También hubo un grupo de artistas, conocidos como "El grupo de Birmingham", que recibió su influjo, y que consiguieron cierto nombre en la década de los noventa del XIX, cuando la vida de Burne-Jones ya estaba llegando a su fin. También su ayudante de estudio, Charles Fairfax Murray, tuvo su propia carrera de pintor, además de dedicarse al coleccionismo y venta de arte. Entre 1903 y 1907 vendió muchas obras de su maestro, y otros prerrafaelitas, al Museo y Galeria de Arte de Birmingham, la ciudad natal del pintor, a bajo precio. Y aquello, con el tiempo, resultó un regalo para el museo, pues tiene la mayor colección de obras de Burne-Jones del mundo, además de otras obras de sus contemporáneos.

"El rey Cophetua y la muchacha mendiga", conocida como Penélope -según una traducción al español-. Cophetua era un legendario rey africano que sentía especial atracción por las mujeres, que sería personaje literario y en el arte.

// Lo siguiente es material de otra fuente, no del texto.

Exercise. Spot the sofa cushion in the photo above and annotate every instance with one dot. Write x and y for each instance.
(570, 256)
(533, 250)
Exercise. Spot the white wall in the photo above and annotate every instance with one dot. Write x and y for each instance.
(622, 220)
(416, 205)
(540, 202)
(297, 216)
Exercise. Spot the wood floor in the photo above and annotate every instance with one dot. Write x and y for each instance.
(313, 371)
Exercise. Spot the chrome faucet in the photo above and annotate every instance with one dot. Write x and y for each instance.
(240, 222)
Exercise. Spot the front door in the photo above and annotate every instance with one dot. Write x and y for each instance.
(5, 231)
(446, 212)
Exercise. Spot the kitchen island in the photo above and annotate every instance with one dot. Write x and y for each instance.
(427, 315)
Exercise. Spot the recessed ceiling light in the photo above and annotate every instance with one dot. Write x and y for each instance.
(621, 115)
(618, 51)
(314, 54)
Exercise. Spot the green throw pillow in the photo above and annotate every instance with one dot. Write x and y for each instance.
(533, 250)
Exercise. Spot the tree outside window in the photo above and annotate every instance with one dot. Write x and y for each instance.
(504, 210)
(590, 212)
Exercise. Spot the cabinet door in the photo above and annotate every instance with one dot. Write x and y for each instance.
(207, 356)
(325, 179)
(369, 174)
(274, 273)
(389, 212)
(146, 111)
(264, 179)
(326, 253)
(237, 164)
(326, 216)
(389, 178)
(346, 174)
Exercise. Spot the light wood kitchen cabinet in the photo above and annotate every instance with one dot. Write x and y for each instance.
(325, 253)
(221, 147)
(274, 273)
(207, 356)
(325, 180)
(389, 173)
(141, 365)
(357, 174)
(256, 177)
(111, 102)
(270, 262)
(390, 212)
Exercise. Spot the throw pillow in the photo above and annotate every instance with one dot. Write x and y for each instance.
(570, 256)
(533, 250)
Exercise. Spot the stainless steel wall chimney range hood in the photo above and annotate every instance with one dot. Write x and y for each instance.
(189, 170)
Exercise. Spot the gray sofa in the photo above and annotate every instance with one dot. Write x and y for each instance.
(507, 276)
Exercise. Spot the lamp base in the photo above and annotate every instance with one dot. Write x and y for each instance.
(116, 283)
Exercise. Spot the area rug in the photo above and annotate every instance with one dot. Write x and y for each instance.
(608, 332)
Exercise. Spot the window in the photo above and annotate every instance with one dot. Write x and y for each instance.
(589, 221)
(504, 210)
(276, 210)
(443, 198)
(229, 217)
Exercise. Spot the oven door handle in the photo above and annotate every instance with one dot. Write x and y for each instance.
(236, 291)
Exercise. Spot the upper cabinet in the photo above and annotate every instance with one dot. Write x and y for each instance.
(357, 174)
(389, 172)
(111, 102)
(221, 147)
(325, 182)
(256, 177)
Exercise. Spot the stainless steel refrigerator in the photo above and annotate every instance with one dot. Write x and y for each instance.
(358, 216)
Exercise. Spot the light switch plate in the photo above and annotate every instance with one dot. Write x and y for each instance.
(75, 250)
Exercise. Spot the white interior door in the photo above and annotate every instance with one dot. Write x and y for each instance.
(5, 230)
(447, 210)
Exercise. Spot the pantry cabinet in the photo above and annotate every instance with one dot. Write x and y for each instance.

"El último sueño de Arturo en Avalon", es una de sus mejores obras, y probablemente, la más espectacular, por su tamaño y número de personajes. Burne-Jones siempe sintió fascinación por la figura, más mítica que histórica, de Arturo, y deseaba realizar una gran obra con él de protagonista, aunque fuera en el momento de su muerte, rodeado de Morgana, y de otras mujeres, no se sabe bien si mortales comunes, magas o hadas, en la misteriosa y legendaria isla de Avalon, donde reposaban los nobles y valientes, mezcla de mitología céltica, simbología cristiana y espíritu caballeresco, aunque Arturo, caso de existir, fue históricamente muy anterior, de tiempos de las invasiones germánicas -anglos, sajones- que siguieron a la marcha de las legiones romanas. Tardó diecisiete años en reaizarla -la pintura le obsesionó tanto como le fascinó-, y lo que en principio sólo fue el encargo del conde de Carlisle, acabó siendo una de sus obras más personales y espectaculares.

"Santa Cecilia" (1900), en el Museo de Arte de la Universidad de Princeton. También fue un auténtico maestro en el arte vidriero.